Leo McFadden 1928-2013

When Leo McFadden was a boy, a bishop came to the McFadden home to recruit his brother for the priesthood. His mother said, “Leo will make a much better priest.”

When St. Albert’s church and school were located across the street from the university, McFadden told that story to one of his parishioners over her kitchen table. He was then in his first decade as a Reno priest. He would become a familiar figure over many kitchen tables of local Catholic families who are mourning him this week.

Born in Portland and raised in Las Vegas—his father worked on the Boulder Dam project—he began serving as a Nevada priest just two years after his ordination, continuing for nearly six decades, minus a period in the early 1970s when he worked in Rome.

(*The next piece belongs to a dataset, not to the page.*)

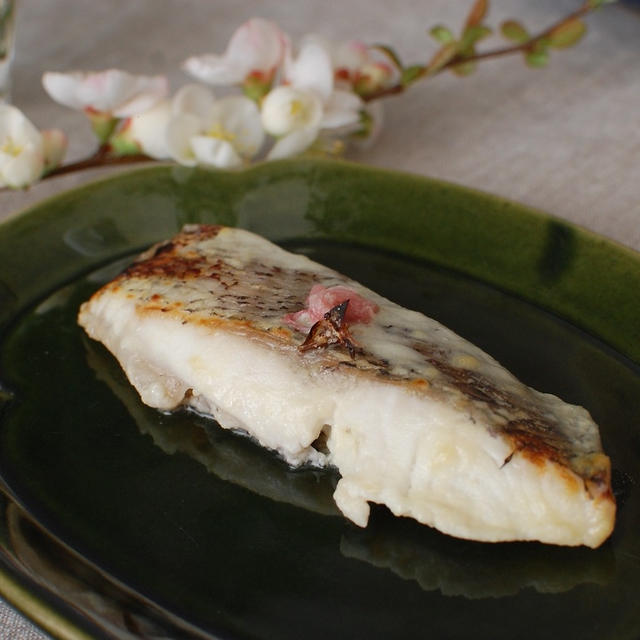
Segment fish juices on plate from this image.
[79,225,616,547]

McFadden performed innumerable baptisms, weddings, funerals and other ceremonies for a couple of generations of local Catholics. Many who knew him as children in the 1950s and 1960s continued calling him “Father McFadden” until the end of his life, though he had long since become a monsignor.

In February 1957, the Reno Gazette-Journal carried a photo of McFadden ministering in the street to victims of a gas explosion in downtown Reno that killed two and injured 49. The newspaper also carried his column for many years, written in free verse, all lower case. McFadden was a prolific writer and edited the now-defunct Nevada Register, the newspaper of the Diocese of Reno, as the Catholic territory that encompassed the entire state was then known.